The type is defined in an assembly that is not referenced, how to find the cause?

I know the error message is common and there are plenty of questions on SO about this error, but no solutions have helped me so far, so I decided to ask the question. Difference to most of similar questions is me using App_Code directory.

Error message:

CS0012: The type 'Project.Rights.OperationsProvider' is defined in an
assembly that is not referenced. You must add a reference to assembly
'Project.Rights, version=1.0.0.0, Culture=neutral, PublicKeyToken=null'.

Source File:

c:\inetpub\wwwroot\Test\Website\App_Code\Company\Project\BusinessLogic\Manager.cs

Following suggestions here and here, I have deleted all instances of Project.Rights.dll inside C:\Windows\Microsoft.NET/*.* According to this, I checked if .cs files in question have build action set to "Compile". They do. I have also double checked that the .cs file containing the "Project.Rights.OperationsProvider" type is deployed to App_Code directory.

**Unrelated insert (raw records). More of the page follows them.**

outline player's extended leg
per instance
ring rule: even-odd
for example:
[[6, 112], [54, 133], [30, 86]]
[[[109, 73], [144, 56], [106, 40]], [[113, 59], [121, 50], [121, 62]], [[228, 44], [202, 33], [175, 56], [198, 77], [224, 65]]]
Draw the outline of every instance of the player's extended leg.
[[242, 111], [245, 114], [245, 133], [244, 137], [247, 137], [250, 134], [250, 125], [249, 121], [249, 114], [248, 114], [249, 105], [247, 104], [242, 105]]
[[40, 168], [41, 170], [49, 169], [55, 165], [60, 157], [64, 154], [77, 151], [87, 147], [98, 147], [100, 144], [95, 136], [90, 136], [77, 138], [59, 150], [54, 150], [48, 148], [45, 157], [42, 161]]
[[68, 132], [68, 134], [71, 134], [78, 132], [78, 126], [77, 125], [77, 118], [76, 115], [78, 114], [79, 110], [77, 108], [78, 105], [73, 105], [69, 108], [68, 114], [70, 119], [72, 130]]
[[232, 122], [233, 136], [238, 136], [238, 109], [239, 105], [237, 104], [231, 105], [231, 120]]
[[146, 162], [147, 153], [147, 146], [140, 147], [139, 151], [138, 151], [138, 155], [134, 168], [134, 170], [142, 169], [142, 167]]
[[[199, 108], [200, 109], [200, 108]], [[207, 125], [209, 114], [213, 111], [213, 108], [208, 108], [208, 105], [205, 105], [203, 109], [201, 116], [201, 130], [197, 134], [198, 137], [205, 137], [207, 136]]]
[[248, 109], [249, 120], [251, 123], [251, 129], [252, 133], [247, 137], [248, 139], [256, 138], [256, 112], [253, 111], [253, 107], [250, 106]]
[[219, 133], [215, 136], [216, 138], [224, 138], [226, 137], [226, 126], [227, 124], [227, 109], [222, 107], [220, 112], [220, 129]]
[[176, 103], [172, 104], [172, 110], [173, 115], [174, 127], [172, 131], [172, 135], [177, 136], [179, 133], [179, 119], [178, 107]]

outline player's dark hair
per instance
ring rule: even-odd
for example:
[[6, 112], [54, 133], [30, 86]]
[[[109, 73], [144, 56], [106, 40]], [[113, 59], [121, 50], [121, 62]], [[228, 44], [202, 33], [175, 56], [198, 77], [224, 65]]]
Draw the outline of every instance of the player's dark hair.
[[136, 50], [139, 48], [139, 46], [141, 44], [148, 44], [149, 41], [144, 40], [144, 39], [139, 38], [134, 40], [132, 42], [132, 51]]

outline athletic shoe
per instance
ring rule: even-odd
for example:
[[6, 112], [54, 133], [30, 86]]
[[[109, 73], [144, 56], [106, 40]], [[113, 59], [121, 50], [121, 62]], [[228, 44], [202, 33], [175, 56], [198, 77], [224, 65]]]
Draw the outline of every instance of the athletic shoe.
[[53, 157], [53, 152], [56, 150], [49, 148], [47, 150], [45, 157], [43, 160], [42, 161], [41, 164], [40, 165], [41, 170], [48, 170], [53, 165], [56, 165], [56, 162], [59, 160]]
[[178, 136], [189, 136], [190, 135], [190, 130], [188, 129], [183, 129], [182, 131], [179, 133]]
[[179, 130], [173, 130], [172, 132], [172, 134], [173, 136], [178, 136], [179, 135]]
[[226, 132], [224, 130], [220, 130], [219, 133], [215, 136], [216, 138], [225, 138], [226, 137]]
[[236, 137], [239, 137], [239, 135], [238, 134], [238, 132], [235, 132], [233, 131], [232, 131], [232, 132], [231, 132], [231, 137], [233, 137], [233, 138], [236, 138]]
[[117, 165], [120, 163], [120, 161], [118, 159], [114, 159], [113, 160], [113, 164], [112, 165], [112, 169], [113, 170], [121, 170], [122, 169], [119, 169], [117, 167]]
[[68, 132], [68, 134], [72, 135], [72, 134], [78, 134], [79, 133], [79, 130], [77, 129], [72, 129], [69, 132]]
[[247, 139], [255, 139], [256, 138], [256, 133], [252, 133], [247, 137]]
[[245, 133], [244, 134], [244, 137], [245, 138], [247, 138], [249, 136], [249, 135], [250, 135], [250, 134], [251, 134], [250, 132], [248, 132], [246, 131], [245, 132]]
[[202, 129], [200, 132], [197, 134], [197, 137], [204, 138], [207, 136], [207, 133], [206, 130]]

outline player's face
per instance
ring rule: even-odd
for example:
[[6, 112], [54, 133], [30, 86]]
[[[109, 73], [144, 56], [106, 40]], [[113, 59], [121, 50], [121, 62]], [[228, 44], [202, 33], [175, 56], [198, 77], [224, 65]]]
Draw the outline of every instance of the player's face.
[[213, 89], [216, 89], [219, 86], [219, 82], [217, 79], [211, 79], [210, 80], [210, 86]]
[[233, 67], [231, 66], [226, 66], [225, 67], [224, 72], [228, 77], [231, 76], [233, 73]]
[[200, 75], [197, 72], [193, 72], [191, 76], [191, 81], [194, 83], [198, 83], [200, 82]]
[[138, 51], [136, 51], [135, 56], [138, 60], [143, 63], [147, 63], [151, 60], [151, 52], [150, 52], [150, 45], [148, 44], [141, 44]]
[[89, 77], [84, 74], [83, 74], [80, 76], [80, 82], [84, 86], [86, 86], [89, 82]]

For some reason, application is not looking for the type in the App_Code directory. Since I've deleted all instances of Project.Rights.dll (that I know of), I don't know which assembly the error message is mentioning.


Solution 1:

When you get this error it isn't always obvious what is going on, but as the error says - you are missing a reference. Take the following line of code as an example:

MyObjectType a = new MyObjectType("parameter");

It looks simple enough and you probably have referenced "MyObjectType" correctly. But lets say one of the overloads for the "MyObjectType" constructor takes a type that you don't have referenced. For example there is an overload defined as:

public MyObjectType(TypeFromOtherAssembly parameter) {
    // ... normal constructor code ...
}

That is at least one case where you will get this error. So, look for this type of pattern where you have referenced the type but not all the types of the properties or method parameters that are possible for functions being called on that type.

Hopefully this at least gets you going in the right direction!

Solution 2:

Check target framework in the projects.

In my case "You must add a reference to assembly" actually meant, that caller and reference projects didn't have the same target framework. The caller project had .Net 4.5 , but referenced library had target 4.6.1.

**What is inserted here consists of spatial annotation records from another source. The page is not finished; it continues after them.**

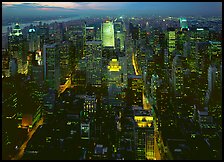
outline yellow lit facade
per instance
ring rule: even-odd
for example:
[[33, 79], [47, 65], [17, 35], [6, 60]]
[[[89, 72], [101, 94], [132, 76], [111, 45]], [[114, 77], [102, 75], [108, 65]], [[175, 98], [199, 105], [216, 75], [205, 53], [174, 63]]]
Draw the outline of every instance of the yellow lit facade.
[[112, 59], [110, 61], [108, 69], [109, 69], [109, 71], [120, 71], [121, 70], [121, 66], [119, 65], [119, 62], [117, 61], [117, 59]]

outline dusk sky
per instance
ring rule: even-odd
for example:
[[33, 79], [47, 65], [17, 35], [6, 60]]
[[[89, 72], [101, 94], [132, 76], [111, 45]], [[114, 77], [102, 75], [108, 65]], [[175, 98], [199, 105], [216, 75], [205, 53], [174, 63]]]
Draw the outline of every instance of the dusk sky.
[[2, 2], [3, 18], [37, 15], [132, 14], [221, 16], [222, 2]]

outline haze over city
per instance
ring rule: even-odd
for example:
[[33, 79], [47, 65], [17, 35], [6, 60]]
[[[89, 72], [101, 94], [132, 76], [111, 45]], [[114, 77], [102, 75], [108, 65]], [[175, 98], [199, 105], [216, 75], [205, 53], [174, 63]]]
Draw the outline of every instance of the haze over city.
[[221, 160], [221, 2], [2, 2], [3, 160]]
[[221, 2], [2, 2], [2, 15], [128, 14], [221, 16]]

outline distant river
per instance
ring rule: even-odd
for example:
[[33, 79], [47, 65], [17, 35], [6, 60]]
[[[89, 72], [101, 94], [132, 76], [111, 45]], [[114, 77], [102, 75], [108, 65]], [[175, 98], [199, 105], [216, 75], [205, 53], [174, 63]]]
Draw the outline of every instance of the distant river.
[[[39, 21], [33, 21], [33, 22], [28, 22], [28, 23], [19, 23], [19, 25], [20, 25], [20, 28], [23, 29], [24, 27], [30, 26], [31, 24], [38, 25], [40, 21], [42, 22], [42, 24], [44, 24], [44, 23], [50, 24], [50, 23], [53, 23], [55, 21], [57, 21], [57, 22], [67, 22], [67, 21], [71, 21], [71, 20], [78, 20], [78, 19], [83, 18], [83, 17], [81, 17], [81, 16], [74, 16], [74, 17], [59, 18], [59, 19], [54, 19], [54, 20], [39, 20]], [[7, 28], [8, 27], [12, 27], [13, 28], [14, 26], [15, 26], [15, 24], [2, 26], [2, 34], [7, 32]]]

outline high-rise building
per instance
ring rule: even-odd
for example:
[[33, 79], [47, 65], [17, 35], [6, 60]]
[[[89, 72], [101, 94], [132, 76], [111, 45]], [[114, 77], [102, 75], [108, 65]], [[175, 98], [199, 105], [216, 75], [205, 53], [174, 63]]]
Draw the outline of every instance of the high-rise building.
[[63, 41], [60, 43], [59, 47], [59, 55], [60, 55], [60, 84], [64, 84], [66, 82], [66, 78], [71, 73], [71, 62], [70, 62], [70, 46], [71, 43], [68, 41]]
[[123, 22], [115, 21], [114, 23], [115, 33], [115, 47], [119, 51], [124, 51], [125, 46], [125, 32], [123, 31]]
[[2, 49], [2, 77], [9, 77], [10, 70], [9, 70], [9, 53], [6, 49]]
[[103, 47], [115, 47], [114, 24], [109, 20], [102, 23], [102, 41]]
[[85, 26], [85, 40], [94, 41], [95, 40], [95, 29], [93, 26]]
[[29, 29], [28, 32], [29, 51], [35, 52], [40, 49], [40, 42], [37, 36], [37, 32], [34, 28]]
[[130, 106], [142, 106], [143, 80], [141, 75], [128, 75], [128, 102]]
[[57, 90], [60, 84], [59, 51], [56, 43], [44, 45], [43, 65], [44, 80], [48, 86]]
[[154, 125], [150, 110], [133, 107], [136, 142], [136, 160], [154, 160]]
[[10, 55], [12, 58], [17, 59], [18, 73], [24, 74], [26, 67], [25, 42], [22, 30], [18, 23], [15, 24], [12, 32], [9, 33], [8, 43]]
[[9, 62], [10, 76], [15, 76], [18, 73], [18, 64], [16, 58], [11, 58]]
[[85, 45], [86, 82], [92, 86], [102, 83], [102, 41], [87, 41]]
[[188, 30], [188, 24], [187, 24], [187, 19], [186, 18], [183, 18], [183, 17], [180, 18], [180, 28], [181, 28], [181, 31], [183, 29]]
[[210, 94], [214, 91], [217, 68], [210, 65], [208, 68], [208, 91]]
[[117, 59], [112, 59], [108, 65], [108, 96], [110, 103], [118, 98], [117, 95], [121, 93], [121, 66]]
[[176, 49], [176, 31], [174, 28], [168, 29], [168, 51], [169, 58], [172, 56], [173, 51]]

I am sure, that MS compiler can be smarter and log more meaningful error message. I've added a suggestion to https://github.com/dotnet/roslyn/issues/14756

Solution 3:

In my case this was because doing a NuGet package update had only updated references to a dll dependency in some but not all projects in my solution - resulting in conflicting versions. Using a grep-style tool to search text within *.csproj files in my solution it was then easy to see the projects that still needed to be updated.